Pour moi, c’est l’avant dernière escale, ma destination étant Bobo. De la fenêtre, je constate, attristé, une quantité de mangues pourrissant sur plusieurs km. Un gâchis ! Avec, parait-il une bonne avance, le train entre en garde de Bobo à 9h30mn. Un porteur vient me proposer ses services. Je n’ai pas eu le temps de marchander le prix que mon bagage est déjà sur son épaule.
Comparativement aux transports routiers, le train Abidjan-Ouaga offre certainement de meilleures garanties de sécurité pour le passager. Il faut juste avoir le temps, être patient et endurer plus de 24 heures de voyage. Pour ceux qui ont l’estomac fragile, prévoir de quoi se nourrir.

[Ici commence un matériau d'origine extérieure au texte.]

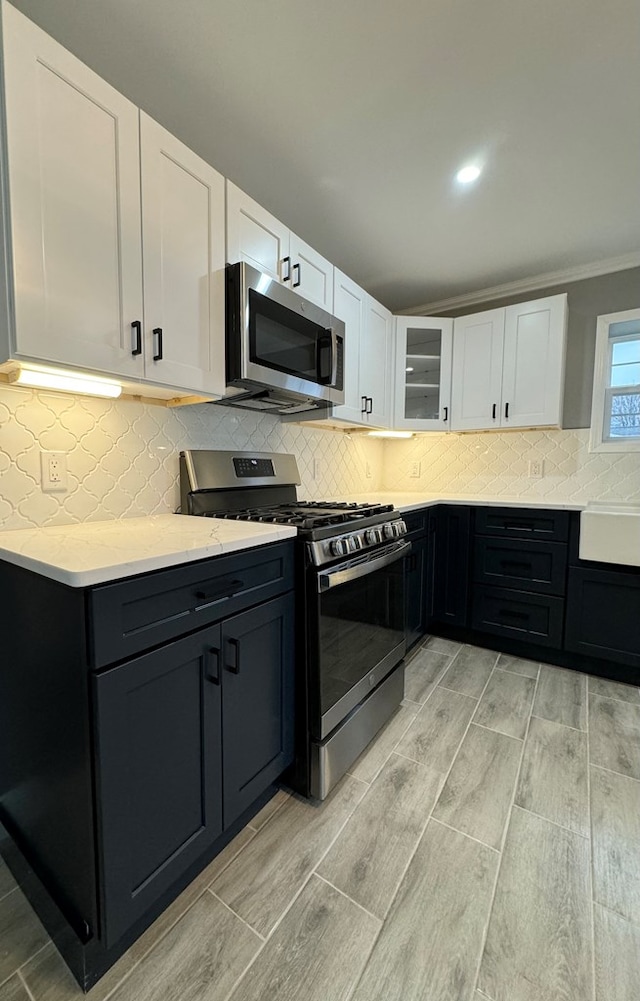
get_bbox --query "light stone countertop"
[0,515,296,588]
[318,490,587,514]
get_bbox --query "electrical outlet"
[529,458,545,479]
[40,451,68,493]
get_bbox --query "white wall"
[0,385,384,529]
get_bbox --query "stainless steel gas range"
[180,450,411,799]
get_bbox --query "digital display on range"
[233,455,275,479]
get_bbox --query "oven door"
[309,542,411,740]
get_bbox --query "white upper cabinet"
[394,316,454,431]
[226,180,334,312]
[333,268,394,427]
[289,233,334,313]
[360,295,394,427]
[502,295,567,427]
[452,295,567,430]
[0,4,224,395]
[451,309,505,431]
[3,4,143,377]
[140,112,224,395]
[222,180,291,283]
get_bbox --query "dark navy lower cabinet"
[94,626,222,946]
[428,505,471,629]
[565,565,640,668]
[0,542,294,990]
[220,594,294,828]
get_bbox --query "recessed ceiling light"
[456,163,482,184]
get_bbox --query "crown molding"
[399,250,640,316]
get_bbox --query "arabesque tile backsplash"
[0,385,640,529]
[383,429,640,504]
[0,386,384,529]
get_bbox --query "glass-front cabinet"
[394,316,454,431]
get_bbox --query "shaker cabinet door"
[94,626,222,946]
[501,295,567,427]
[289,233,334,313]
[226,180,292,280]
[2,4,143,377]
[222,594,293,828]
[140,112,224,395]
[451,309,505,431]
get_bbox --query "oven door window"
[249,288,331,382]
[312,559,405,739]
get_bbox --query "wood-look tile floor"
[0,639,640,1001]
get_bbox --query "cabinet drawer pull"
[224,639,240,675]
[204,647,220,685]
[153,326,162,361]
[131,319,142,355]
[195,581,244,602]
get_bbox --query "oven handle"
[317,543,411,592]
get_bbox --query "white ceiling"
[10,0,640,309]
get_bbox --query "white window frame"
[589,308,640,452]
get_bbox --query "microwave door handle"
[331,327,338,385]
[317,543,412,593]
[315,330,336,385]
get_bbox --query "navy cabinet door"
[430,505,471,628]
[94,626,222,946]
[406,538,427,649]
[222,594,293,827]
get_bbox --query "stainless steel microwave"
[224,263,345,413]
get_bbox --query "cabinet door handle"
[500,609,531,622]
[153,326,162,361]
[131,319,142,355]
[224,637,240,675]
[195,580,244,602]
[204,647,220,685]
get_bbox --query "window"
[590,309,640,451]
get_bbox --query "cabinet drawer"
[476,508,569,543]
[565,568,640,669]
[472,586,564,650]
[474,536,567,597]
[89,543,293,668]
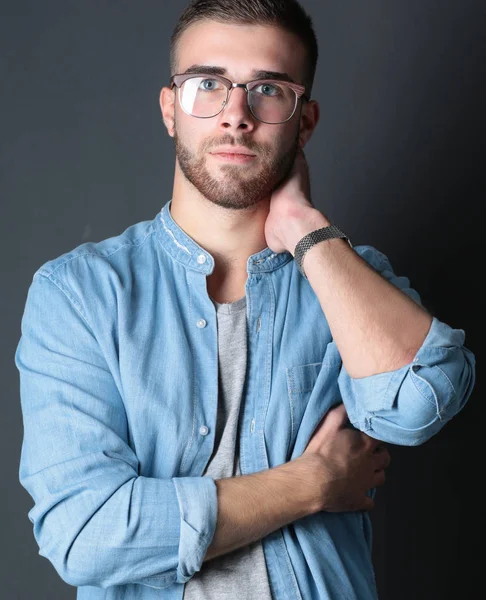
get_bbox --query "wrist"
[282,452,324,515]
[281,207,331,256]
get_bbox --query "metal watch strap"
[294,225,353,279]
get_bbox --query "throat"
[206,273,248,304]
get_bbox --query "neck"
[170,162,270,283]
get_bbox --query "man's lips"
[210,151,256,163]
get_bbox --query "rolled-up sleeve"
[15,272,217,588]
[338,247,476,446]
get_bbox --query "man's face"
[169,21,305,209]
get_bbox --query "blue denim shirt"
[15,200,475,600]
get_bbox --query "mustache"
[202,135,269,155]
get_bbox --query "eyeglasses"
[170,73,308,125]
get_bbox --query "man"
[15,0,475,600]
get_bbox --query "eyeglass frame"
[170,73,310,125]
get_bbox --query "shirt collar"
[153,199,292,275]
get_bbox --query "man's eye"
[253,83,282,96]
[199,79,219,92]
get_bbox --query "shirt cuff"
[172,475,218,583]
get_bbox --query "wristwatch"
[294,225,353,279]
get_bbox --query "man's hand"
[265,149,329,255]
[295,403,391,512]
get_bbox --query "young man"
[15,0,475,600]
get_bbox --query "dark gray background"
[0,0,486,600]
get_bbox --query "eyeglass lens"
[180,77,297,123]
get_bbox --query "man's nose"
[219,88,256,131]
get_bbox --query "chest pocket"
[286,360,341,460]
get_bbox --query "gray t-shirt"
[183,296,272,600]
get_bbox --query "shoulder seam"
[38,225,155,278]
[34,268,93,332]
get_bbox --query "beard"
[174,113,299,210]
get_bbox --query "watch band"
[294,225,353,279]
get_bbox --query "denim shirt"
[15,200,475,600]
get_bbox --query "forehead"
[177,21,305,82]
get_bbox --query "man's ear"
[299,100,320,149]
[159,87,175,137]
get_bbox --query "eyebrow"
[184,65,300,85]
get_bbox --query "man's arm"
[204,403,391,560]
[282,207,475,445]
[282,208,432,378]
[204,461,322,561]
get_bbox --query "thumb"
[361,496,375,510]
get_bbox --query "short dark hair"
[170,0,318,96]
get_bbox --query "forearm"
[204,457,320,561]
[285,209,432,378]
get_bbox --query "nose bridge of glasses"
[223,83,250,108]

Sur l’esplanade de la garde Bobo où m’attendaient des amis, des étudiants de l’université Polytechnique manifestent contre la suspension des prestations sociales par le directeur du Cenou. Quelques jours avant, une séance d’explication entre eux et les responsables des œuvres universitaires a tourné au vinaigre. Résultats, des véhicules et motos endommagés.
Aux dernières nouvelles, la situation ne s’est pas arrangée. Privés de nourriture, les étudiants se sont organisés et font eux-mêmes à manger. A la manière des Kolkhozes du temps des Bolchéviques ! C’est ce que m’a confié un ami, contraint d’héberger chez lui le fils d’un parent.